Вы здесь

О чем мы думаем, когда думаем о футболе. Социализм (Саймон Кричли, 2017)

Социализм

О чем мы думаем, когда думаем о футболе? Футбол – сложнейший механизм, который состоит из огромного количества деталей, порой взаимоисключающих и противоречивых: память, история, положение, социальный класс и даже гендерная принадлежность – здесь возможны варианты от сугубо мужского начала до возрастающей год от года женской идентичности. К слову, идентичность в футболе затрагивает не только маскулинность и фемининность, она объединяет роды, нации и целые группы – как футболистов, так и фанатов. Последние склонны к самовыражению – в агрессивной форме (что чаще) либо в миролюбивой (случается и такое), когда одна группа болельщиков с уважением относится к представителям других «кланов».
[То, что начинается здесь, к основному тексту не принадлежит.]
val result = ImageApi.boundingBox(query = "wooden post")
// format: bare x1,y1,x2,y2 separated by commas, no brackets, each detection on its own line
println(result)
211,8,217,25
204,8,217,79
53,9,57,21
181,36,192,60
Футбол – это игра, в основе которой лежит тактика. Не будем забывать и о строгой дисциплине, равно как и о беспощадных тренировках для поддержания физической формы игроков и (что гораздо важнее) оптимального состояния всей команды. Говоря о команде, мы обычно имеем в виду целостную систему, выстроенную в динамической конфигурации. Это матрица движущихся и постоянно меняющихся местами узлов, стремящихся сохраниться в едином формате. Команда – это мобильная трансформирующаяся конструкция, противостоящая некоей тождественной системе соперника. Главная цель команды заключается в том, чтобы вне зависимости от выбранного стиля игры – агрессивного либо пассивного – захватить и контролировать пространство.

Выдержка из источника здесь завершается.